The idea of an extended leave from work to relax and unwind is a modern development made possible for the working class within the labor changes and turmoil of the industrial revolution.  So, probably no week on the shore of the Sea of Galilee for Mary, Joseph and Jesus.

That doesn’t mean they didn’t travel or ever leave Nazareth. In Luke’s Gospel, we’re told that the Holy Family traveled to Jerusalem every year for the Feast of Passover [Luke 2:41-52], a distance of about 90 miles, probably a 6-day journey.  That’s at least 12 travel days back and forth, usually in a large caravan or group, with another batch of days in the city for the celebration of Passover and the attractions of Jerusalem.

Additionally, within Judaism at the time of Jesus, there were at least three other “pilgrimage feasts” within the calendar, of lesser importance than Passover, but still well attended and, often, quite festive and lively.

So the Holy Family did not take vacations in the way we think of them, but they certainly got away from home at least once annually.

Still, life for the Holy Family was not without times of rest, and not just at night or a pause from the heat of the afternoon.  There was, of course, the Sabbath, a day of complete rest. One can well imagine Mary, Joseph and Jesus spending their time in prayer in the home or the synagogue and then just resting within the hours of the Sabbath.
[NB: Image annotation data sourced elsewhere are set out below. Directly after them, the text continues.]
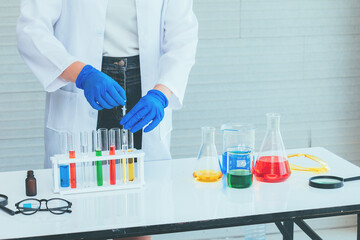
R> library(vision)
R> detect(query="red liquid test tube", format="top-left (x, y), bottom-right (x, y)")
top-left (69, 151), bottom-right (76, 188)
top-left (68, 133), bottom-right (76, 188)
top-left (109, 146), bottom-right (116, 185)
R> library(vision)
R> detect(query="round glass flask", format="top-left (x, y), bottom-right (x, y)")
top-left (193, 127), bottom-right (223, 182)
top-left (254, 113), bottom-right (291, 183)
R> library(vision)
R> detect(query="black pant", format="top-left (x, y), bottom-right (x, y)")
top-left (97, 56), bottom-right (142, 149)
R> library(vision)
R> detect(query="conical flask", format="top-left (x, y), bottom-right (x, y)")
top-left (254, 113), bottom-right (291, 183)
top-left (193, 127), bottom-right (222, 182)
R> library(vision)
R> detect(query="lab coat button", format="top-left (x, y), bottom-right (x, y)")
top-left (89, 110), bottom-right (96, 118)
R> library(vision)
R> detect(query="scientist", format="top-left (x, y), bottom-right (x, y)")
top-left (17, 0), bottom-right (198, 167)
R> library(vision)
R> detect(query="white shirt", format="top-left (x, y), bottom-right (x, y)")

That weekly pause to rest in the fullness of God’s creation with no labor or even intercessory prayer — for the perfection of creation means no prayer directed toward the lacunae or imperfections of creation — is rooted in the story of Genesis 2:2: “On the seventh day God completed the work He had been doing; He rested on the seventh day from all the work He had undertaken.”

It would be well for us in our modern busy times to recall the “Sabbath rest” of the Holy Family and make it our own in Christian Sabbath, Sunday.
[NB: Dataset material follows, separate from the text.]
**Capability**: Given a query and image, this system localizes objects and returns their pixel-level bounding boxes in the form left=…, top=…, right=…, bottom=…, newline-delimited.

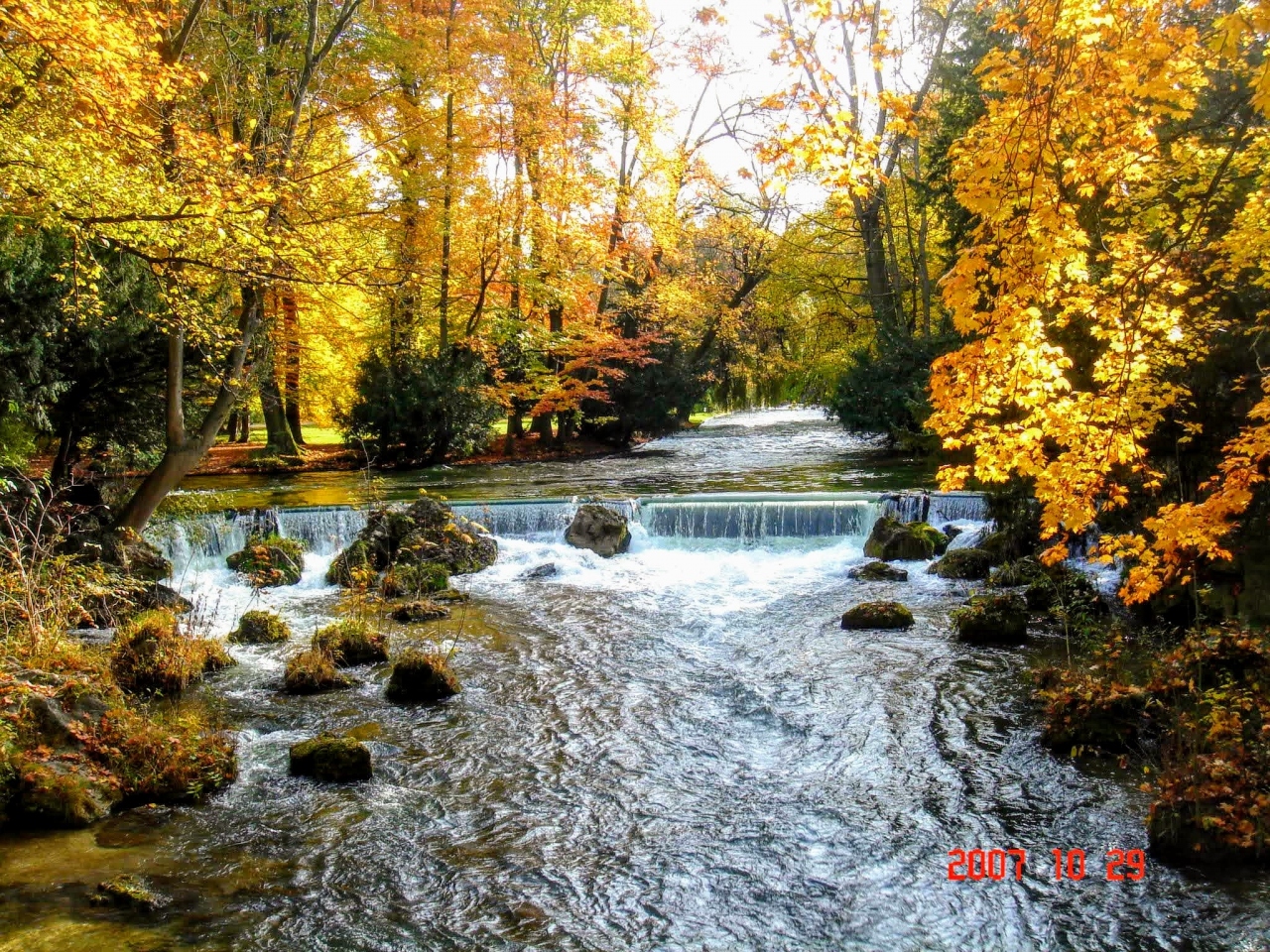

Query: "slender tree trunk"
left=282, top=294, right=305, bottom=445
left=259, top=341, right=300, bottom=456
left=118, top=287, right=264, bottom=532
I have in my home a statue of the “Sleeping Joseph.” It is literally St. Joseph lying down and taking a nap. I bought it after I read about Pope Francis’ own devotion to the icon. “The Scriptures seldom speak of St. Joseph, but when they do, we often find him resting, as an angel reveals God’s will to him in his dreams,” Pope Francis said. “Joseph’s rest revealed God’s will to him. In this moment of rest in the Lord, as we pause from our many daily obligations and activities, God is also speaking to us.”

If the pope has a particular need or concern, he often will write it on a note and place it under the statue “so that St. Joseph can dream about it! In other words, I tell him: Pray for this problem!”

For me, there are days when I could put a pile of notes under my statue, but then again, if one does the best one can, one can also rest in Lord and leave the “rest” up to Him.